Very hard record to write about, this. Not because it’s bad; it ain’t, it’s quite good. It’s just that, that’s the start, finish, middle and everything else. Seafoam is sort of…okay. It’s fine. It has lively guitars, they can write a pretty attractive melody and Lucinda Livingstone can sing a bit. Has a spunky energy about the whole affair. It simply says nothing new whatsoever and, whilst being a pleasing enough listening time out of your life, it’s a bit forgettable.
Which is a great shame. That energy suggests, with some more judicious channelling, this two-piece have some serious work inside of them. As it is, you listen to the guitar and tune on the opener, ‘One Young Man’, and you are transported, lock stock and barrel back to early ’90s Seattle. No bad thing perhaps, but, by definition, someone else got there first. To be fair to vocalist/guitarist Livingstone and drummer Conor Dawson, they do describe themselves as a Riot Grrrl outfit, so perhaps complaining about lack of originality is a touch churlish.
With the raucous axe-work and rattling drums, the duo certainly do mean it. You cannot doubt the dedication of a song like ‘Berlin’. One suspects they are a formidable and noisy live proposition.
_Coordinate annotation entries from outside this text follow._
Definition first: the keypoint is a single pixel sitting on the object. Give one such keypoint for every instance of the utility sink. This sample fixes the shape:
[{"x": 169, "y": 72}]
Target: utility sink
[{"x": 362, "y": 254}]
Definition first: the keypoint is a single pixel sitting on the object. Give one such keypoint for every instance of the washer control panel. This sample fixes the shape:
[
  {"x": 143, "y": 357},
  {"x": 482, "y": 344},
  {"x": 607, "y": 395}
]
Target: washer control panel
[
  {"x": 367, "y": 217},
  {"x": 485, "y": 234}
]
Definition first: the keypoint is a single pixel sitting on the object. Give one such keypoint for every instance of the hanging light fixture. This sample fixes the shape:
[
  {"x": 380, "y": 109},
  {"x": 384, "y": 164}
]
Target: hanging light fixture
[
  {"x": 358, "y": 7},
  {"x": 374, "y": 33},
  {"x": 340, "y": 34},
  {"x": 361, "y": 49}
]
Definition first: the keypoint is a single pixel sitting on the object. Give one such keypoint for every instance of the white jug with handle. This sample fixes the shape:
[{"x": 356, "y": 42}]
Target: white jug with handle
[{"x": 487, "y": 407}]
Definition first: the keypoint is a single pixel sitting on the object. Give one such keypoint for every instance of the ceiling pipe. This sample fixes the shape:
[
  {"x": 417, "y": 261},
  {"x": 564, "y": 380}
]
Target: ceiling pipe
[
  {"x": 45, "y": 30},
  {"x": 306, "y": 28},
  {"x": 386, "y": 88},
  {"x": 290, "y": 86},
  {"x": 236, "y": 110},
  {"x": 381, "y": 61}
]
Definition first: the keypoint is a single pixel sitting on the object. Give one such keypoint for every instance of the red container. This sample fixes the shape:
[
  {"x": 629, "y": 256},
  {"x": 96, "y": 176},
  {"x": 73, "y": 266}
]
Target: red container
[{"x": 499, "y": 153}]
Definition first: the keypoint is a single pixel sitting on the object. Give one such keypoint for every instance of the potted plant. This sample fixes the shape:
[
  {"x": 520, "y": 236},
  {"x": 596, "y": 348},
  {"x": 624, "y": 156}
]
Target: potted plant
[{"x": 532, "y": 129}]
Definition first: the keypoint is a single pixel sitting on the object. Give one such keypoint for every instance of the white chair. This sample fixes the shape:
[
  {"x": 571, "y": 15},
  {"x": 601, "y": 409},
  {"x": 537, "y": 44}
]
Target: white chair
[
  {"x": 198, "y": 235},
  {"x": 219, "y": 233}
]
The songs themselves do not shy away from subject matter that matches the primal sound. A theme of mental illness and society’s attitudes to it wraps itself around the whole album. It’s bare and raw, that’s for sure. And the tumult that mental illness can cause in the individual is very explicitly mirrored in the anguish and visceral power of Seafoam.
All of which makes it quite hard to judge this record. It has utter purity and soul, in the true sense of the word. It’s punky, powerful and even has some glistening hooks. One just senses there’s a more creative record in them somewhere.